Reverend Johan Cao’s wife told us about her remarkable husband, who had built numerous schools in China and then in Myanmar. He was arrested for his faith-driven work. He lost 60 pounds (27kg) in prison, and was refused contact with family or legal counsel.

We heard from a Sudanese pastor who was incarcerated for two years for preaching Christianity. He was starved and beaten.

Peter Bhatti shared the story of his brother Shahbaz, Islamabad’s Minister for Minorities, who was assassinated in Pakistan for his Christian faith.

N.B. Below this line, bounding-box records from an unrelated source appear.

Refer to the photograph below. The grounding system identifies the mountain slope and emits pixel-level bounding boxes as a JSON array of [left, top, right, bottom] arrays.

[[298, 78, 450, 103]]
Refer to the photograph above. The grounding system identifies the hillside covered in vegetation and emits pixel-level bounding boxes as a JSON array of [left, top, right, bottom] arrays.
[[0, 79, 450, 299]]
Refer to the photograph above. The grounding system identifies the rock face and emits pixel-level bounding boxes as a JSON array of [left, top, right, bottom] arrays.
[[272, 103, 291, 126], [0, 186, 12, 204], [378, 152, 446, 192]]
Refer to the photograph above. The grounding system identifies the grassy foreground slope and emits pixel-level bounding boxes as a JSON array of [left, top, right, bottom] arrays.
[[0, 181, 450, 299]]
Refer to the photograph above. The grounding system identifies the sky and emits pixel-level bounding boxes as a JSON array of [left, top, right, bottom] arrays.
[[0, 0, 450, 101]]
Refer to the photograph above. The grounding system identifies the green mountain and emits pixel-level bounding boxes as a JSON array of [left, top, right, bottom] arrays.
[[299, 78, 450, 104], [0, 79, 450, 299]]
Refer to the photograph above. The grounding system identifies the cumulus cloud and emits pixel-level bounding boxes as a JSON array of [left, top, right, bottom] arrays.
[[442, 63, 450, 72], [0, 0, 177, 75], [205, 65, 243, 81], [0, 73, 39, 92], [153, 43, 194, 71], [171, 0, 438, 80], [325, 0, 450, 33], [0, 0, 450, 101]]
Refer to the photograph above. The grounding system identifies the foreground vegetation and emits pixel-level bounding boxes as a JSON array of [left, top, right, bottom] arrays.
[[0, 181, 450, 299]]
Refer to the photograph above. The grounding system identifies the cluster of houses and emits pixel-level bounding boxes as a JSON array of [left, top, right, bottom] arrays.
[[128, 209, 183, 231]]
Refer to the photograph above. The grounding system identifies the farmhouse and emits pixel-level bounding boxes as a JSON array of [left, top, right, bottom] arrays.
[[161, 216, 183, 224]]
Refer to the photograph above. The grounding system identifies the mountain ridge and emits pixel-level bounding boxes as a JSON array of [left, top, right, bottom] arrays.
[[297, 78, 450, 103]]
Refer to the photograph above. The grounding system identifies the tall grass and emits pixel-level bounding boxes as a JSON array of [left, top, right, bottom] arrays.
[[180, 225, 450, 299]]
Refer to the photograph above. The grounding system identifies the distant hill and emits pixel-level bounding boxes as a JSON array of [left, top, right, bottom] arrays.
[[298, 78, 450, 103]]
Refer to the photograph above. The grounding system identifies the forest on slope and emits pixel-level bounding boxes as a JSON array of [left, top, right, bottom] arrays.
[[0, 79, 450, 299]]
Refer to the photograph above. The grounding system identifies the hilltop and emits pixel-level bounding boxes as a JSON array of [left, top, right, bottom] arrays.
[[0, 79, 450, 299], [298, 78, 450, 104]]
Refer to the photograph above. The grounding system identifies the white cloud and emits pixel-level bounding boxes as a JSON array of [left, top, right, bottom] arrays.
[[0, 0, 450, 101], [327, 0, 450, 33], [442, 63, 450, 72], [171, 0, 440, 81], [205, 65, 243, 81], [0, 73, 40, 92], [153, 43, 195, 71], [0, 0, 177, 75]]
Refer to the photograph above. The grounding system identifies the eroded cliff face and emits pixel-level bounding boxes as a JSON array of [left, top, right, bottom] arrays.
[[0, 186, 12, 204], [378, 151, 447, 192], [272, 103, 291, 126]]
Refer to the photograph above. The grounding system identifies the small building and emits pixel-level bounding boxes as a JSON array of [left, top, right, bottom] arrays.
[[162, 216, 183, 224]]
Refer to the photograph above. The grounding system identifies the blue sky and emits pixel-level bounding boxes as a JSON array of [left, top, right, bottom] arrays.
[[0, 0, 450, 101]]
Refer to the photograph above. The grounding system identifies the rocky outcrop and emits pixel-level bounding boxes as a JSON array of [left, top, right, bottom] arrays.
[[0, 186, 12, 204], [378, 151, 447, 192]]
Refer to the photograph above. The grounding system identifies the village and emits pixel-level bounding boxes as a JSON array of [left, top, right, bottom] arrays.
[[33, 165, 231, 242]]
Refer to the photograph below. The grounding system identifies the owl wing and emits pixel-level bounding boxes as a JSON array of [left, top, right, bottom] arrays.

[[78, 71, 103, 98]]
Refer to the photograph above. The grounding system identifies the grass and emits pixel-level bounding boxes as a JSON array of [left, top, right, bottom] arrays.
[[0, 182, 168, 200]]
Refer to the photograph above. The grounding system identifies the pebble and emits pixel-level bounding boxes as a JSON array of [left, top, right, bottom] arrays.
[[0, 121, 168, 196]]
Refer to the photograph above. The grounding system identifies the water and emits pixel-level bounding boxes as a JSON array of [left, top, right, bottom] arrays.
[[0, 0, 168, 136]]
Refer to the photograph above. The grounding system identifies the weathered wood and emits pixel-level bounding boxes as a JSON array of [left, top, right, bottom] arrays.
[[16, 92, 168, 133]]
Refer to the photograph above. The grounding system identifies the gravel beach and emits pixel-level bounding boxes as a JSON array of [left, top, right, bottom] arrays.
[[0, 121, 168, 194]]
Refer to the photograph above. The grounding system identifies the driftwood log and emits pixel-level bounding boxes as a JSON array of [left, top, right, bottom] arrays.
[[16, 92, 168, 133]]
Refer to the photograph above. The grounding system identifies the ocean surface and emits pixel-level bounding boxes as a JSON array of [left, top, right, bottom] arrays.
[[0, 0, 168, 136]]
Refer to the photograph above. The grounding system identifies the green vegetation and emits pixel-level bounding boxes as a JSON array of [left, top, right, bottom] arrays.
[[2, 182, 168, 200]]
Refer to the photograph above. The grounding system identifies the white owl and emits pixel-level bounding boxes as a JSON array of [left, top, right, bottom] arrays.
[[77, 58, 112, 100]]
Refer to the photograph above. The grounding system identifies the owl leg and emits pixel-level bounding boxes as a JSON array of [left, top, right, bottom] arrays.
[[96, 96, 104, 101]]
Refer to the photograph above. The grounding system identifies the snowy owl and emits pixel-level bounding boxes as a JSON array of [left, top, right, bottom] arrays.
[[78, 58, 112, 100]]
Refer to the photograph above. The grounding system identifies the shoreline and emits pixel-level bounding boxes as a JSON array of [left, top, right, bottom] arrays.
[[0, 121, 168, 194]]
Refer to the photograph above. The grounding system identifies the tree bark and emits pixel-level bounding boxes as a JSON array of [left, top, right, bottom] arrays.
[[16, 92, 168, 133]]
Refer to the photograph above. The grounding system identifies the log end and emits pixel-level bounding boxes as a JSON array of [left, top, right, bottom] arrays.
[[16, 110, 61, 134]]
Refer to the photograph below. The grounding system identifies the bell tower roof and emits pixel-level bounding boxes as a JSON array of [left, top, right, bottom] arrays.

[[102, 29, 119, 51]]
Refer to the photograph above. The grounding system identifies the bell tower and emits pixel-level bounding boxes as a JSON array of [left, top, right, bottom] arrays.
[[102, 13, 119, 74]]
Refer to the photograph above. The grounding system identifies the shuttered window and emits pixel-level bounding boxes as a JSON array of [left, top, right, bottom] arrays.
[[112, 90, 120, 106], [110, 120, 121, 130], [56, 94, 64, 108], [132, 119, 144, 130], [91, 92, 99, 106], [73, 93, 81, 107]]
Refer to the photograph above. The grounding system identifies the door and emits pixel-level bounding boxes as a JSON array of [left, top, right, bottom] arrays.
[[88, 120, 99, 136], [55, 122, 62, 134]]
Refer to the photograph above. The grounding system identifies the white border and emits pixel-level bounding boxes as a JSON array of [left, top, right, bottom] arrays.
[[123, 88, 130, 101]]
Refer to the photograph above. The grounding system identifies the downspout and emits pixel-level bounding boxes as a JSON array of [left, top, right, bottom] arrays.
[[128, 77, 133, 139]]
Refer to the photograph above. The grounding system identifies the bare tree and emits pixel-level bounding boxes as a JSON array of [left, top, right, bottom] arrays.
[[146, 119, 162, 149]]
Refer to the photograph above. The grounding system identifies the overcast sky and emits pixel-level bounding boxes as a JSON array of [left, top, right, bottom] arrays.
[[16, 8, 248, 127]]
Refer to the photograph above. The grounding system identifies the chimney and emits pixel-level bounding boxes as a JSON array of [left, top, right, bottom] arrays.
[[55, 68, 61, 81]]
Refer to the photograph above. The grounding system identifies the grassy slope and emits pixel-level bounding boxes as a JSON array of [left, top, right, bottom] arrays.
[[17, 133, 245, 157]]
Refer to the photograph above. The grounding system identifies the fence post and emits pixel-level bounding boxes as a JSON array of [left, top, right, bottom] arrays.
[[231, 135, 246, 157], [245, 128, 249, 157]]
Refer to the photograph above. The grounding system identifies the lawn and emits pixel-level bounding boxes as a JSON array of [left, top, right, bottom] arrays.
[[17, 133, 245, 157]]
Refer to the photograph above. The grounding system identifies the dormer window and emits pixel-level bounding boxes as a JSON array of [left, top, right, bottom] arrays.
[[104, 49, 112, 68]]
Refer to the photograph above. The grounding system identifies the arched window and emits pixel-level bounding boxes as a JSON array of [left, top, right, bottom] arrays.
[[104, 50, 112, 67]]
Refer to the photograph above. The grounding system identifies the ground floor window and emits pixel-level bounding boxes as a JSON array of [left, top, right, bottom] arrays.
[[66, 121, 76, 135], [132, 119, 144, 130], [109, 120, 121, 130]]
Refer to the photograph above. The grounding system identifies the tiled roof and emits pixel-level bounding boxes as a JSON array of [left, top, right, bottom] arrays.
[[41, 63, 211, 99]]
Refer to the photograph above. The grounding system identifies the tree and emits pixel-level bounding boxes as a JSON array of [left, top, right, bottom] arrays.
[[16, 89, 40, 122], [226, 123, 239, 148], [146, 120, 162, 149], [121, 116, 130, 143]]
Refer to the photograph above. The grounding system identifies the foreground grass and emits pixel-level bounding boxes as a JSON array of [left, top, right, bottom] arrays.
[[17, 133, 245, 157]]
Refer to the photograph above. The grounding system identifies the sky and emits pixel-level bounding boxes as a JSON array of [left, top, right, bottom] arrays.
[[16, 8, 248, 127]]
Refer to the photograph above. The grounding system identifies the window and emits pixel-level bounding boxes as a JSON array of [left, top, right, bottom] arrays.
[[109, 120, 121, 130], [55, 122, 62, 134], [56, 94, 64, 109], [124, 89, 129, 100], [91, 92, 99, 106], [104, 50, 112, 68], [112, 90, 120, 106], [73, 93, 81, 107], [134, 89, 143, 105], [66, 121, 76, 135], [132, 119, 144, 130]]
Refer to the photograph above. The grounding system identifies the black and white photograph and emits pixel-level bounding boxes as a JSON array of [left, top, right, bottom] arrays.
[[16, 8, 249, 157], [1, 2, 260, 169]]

Human Rights lawyer Razia Sultana spoke about the ethnic cleansing of the Rohingya community in Burma, where rape is used as a weapon, and basic rights are denied. More than 700 000 civilians have been displaced in this crisis.

We were heartbroken by the testimony of a young, female refugee from North Korea, who spoke of forced abortion, torture, and solitary confinement.

At the close of the event, the Dalai Lama left us with a powerful message on the importance of respect for all religions.

I returned to South Africa humbled and sobered by the stories that I heard, and shocked at the ongoing persecution and deprivation of religious rights around the world. I felt grateful for Section 15 of our Constitution, which affirms our rights to freedom of religion in our country.

While we are privileged to live in a country that embraces diversity and religious freedom, we must continue to protect and fight for these values. Hate-filled rhetoric must be rejected and condemned, irrespective of the community it is targeted at. Any attempt to infringe on religious freedom, including attempts to sever ties with our biblical/religious/historical homeland, Israel, must be exposed and rejected with contempt.

I was touched by the words of one of the participants at the ministerial who said, “My faith is Christianity, but my religion is humanity.” After listening to so much anguish and horror, it was a moving and poignant message for so many around the world.

  • Wendy Kahn is the National Director of the South African Jewish Board of Deputies.